A Fault Diagnosis Method for Rotating Machinery With Semi-Supervised Graph Convolutional Network and Images Converted From Vibration Signals

Abstract

In recent years, intelligent fault diagnosis has been widely investigated. Deep learning fault diagnosis methods for rotating machinery are primarily based on the assumption that labeled data are abundant. However, it is difficult to collect sufficient labeled samples for some practical engineering applications. To address this problem, a fault diagnosis method for rotating machinery with semi-supervised graph convolutional network (SSGCN) and two-dimensional (2-D) images converted from vibration signals is proposed in this paper. First, the one-dimensional (1-D) vibration signals are converted into 2-D images, by the no-parameter adjacency symmetrized dot pattern (NPASDP) method in polar coordinate system and the grayscale matrix mapping (GMM) method in Cartesian coordinate system.

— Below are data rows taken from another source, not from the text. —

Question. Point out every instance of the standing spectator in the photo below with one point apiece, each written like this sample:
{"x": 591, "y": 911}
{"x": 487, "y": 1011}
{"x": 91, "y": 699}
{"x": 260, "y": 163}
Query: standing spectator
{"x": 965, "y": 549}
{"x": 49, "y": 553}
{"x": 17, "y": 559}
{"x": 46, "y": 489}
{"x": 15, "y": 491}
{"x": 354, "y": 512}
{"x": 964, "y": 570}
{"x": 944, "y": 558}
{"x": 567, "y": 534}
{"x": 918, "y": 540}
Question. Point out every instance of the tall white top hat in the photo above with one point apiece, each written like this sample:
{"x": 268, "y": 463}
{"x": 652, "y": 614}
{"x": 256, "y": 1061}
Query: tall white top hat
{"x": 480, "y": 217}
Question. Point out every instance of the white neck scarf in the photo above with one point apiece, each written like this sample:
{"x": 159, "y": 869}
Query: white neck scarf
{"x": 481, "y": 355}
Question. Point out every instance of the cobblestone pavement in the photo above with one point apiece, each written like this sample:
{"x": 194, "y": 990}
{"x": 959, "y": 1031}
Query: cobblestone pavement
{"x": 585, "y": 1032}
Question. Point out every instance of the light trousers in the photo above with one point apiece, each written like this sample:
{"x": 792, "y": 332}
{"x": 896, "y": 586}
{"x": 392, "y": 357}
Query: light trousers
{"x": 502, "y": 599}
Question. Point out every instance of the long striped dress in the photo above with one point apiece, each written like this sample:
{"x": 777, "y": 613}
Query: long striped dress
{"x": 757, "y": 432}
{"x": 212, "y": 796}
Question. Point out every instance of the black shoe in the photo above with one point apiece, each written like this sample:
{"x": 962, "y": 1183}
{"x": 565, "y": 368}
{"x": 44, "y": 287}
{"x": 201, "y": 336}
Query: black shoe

The local features of all samples are fully extracted using image processing methods in different coordinate systems to better characterize the relationship between different samples. Second, the normalized cross-correlation coefficient (NCC) is used to calculate the images similarity. Using each sample as a node, the graph structure is constructed by judging the adjacency relationship between all nodes through the similarity threshold. Finally, the SSGCN model is established to realize fault diagnosis. A bearing dataset and a rotor dataset with few data labels are used for validation, and the proposed method can get satisfactory fault diagnosis accuracy. The results show that the method can effectively improve the accuracy of model fault diagnosis with few labeled data.